Bequests leaving lasting legacies
Generous bequest results in new Auckland Bioengineering Institute scholarship
The legacy of a remarkable couple with ‘uncommon courage’ will help Professor Thor Besier and other researchers improve the lives of those with movement disorders.
Carlo Fiorentino and Julie Thornley, who were both born with cerebral palsy, have left their estate worth $1 million to the Auckland Bioengineering Institute (ABI).
Article from University of Auckland by Margo White
This is the first bequest made to the ABI in its 20 years. It was made after Carlo heard Professor Thor Besier interviewed on RNZ’s Nine to Noon about the ABI team’s research into the musculoskeletal system and disorders that affect it. He asked to meet Thor, which he did in 2020.
“It was such a privilege to meet and spend time with Carlo,” says Thor. “His attitude towards living a full life was inspirational. He particularly enjoyed the enthusiasm of the early career researchers and postgraduate students who are wanting to make a difference for people like himself.”
Cerebral palsy is caused by damage to parts of the brain before, during and after childbirth, and it affects a person’s ability to control movement, balance and posture. The lesions that cause the disease are static, but the musculoskeletal systems of those with the condition worsen over time and impairs their ability to walk.
Using imaging techniques and computational modelling, Thor and the team aim to better understand how and why this happens.
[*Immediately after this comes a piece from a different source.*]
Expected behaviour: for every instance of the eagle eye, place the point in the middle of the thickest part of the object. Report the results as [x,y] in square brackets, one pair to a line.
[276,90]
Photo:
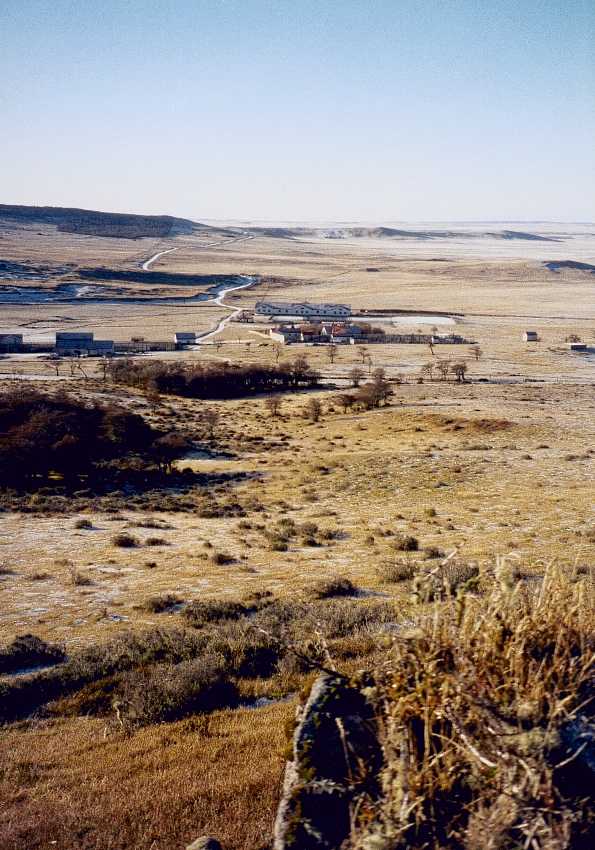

This will help them identify what interventions could be made to lessen or prevent that progression.
Jane Carrigan was Carlo and Julie’s friend and disability advocate for more than a decade and, recently, the executor of their will.
“Carlo and Julie lived uncommon lives, with uncommon courage,” she says. “They did so with dignity and joy, notwithstanding, in their later years, their almost complete dependence on third parties.”
Carlo was born in Nelson in 1949, and Julie in Wellington in 1953. As young children they both spent time at Queen Elizabeth Hospital in a specialist cerebral palsy unit at Rotorua, although they didn’t meet till later at the Pukeroa Home for disabled young people in Hawke’s Bay, when Carlo was 18 and Julie was 14.